A memória é muito vinculada ao afeto. Como também é um ato político de grande relevância. Sempre quando penso, falo ou escrevo sobre memória me chega à mente a imagem do tear, as linhas, os fios, os bordados, os retalhos, as tramas da minha própria pele.
Recentemente participei de uma homenagem aos amigos Paulo Afonso de Brito e Lúcia Lira, ambos partiram precocemente. Lúcia no período da pandemia. E Paulo Afonso, quando a gente ainda estava lutando para sobreviver politicamente após os duros tempos pandêmicos e de autoritarismo por aqui.
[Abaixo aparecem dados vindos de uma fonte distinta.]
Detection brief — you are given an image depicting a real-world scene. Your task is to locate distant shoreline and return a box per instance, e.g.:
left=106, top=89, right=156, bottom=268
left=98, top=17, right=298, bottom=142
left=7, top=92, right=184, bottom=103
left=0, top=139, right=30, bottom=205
Nesta homenagem foram lançadas duas importantes publicações. “Educação Popular em Movimento: 30 anos dos cursos de formação de educadores e educadoras populares do Nordeste (Eduespi, 2024)” e “Dicionário de Mulheres Paraibanas (Pimenta Cultural, 2025).
Olhando para as pessoas presentes ao evento realizado no Armazém do Campo – que tem sido um espaço precioso de cultivo de uma vida sustentável -, revisitei muitos momentos da vida, de minha formação na Educação Popular e Ecofeminismo, como no trabalho com juventudes no Nordeste brasileiro.
As publicações trazem muito do trabalho de cultivo dos espaços democráticos nos últimos 30 anos. E com isto não deixa de ser um alerta para a necessidade que o país tem de retomar a sua formação política e cidadã de base.
Quando a gente se depara com perdas de mestres, mestras, amigos e amigas que foram sal e luz na construção de aprendizados profundos da vida, temos a certeza da preciosidade do agir coletivo na construção da integridade humana.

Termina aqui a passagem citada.